Mason Marks (Harvard Law School; Yale Law School; University of New Hampshire Franklin Pierce School of Law; Leiden Law School, Center for Law and Digital Technologies) has posted “Automating FDA Regulation” (Duke Law Journal, Forthcoming) on SSRN. Here is the abstract:
In the twentieth century, the Food and Drug Administration (“FDA”) rose to prominence as a respected scientific agency. By the middle of the century, it transformed the U.S. medical marketplace from an unregulated haven for dangerous products and false claims to a respected exemplar of public health. More recently, the FDA’s objectivity has increasingly been questioned. Critics argue the agency has become overly political and too accommodating to industry while lowering its standards for safety and efficacy. The FDA’s accelerated pathways for product testing and approval are partly to blame. They require lower quality evidence, such as surrogate endpoints, and shift the FDA’s focus from premarket clinical trials toward postmarket surveillance, requiring less evidence up front while promising enhanced scrutiny on the back end. To further streamline product testing and approval, the FDA is adopting algorithmic predictions, from computer models and simulations enhanced by artificial intelligence (“AI”), as surrogates for direct evidence of safety and efficacy.
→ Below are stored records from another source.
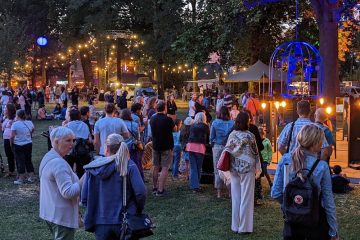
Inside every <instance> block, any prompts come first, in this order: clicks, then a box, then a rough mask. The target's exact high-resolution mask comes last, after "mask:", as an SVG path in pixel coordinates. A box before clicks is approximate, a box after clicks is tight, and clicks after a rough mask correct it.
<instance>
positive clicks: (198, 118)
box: [186, 112, 210, 192]
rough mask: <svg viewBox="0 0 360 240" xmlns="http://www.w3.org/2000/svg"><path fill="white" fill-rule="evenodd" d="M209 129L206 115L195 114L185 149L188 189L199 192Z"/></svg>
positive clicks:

This Article analyzes how the FDA uses computer models and simulations to save resources, reduce costs, infer product safety and efficacy, and make regulatory decisions. To test medical products, the FDA assembles cohorts of virtual humans and conducts digital clinical trials. Using molecular modeling, it simulates how substances interact with cellular targets to predict adverse effects and determine how drugs should be regulated. Though legal scholars have commented on the role of AI as a medical product that is regulated by the FDA, they have largely overlooked the role of AI as a medical product regulator. Modeling and simulation could eventually reduce the exposure of volunteers to risks and help protect the public. However, these technologies lower safety and efficacy standards and may erode public trust in the FDA while undermining its transparency, accountability, objectivity, and legitimacy. Bias in computer models and simulations may prioritize efficiency and speed over other values such as maximizing safety, equity, and public health. By analyzing FDA guidance documents, and industry and agency simulation standards, this Article offers recommendations for safer and more equitable automation of FDA regulation. Specifically, the agency should incorporate principles of AI ethics into simulation guidelines. Until better tools for evaluating models are available, and robust standards are implemented to ensure their safe and equitable implementation, computer models should be limited to academic research, and FDA decisions should rely on them only when there are no suitable alternatives.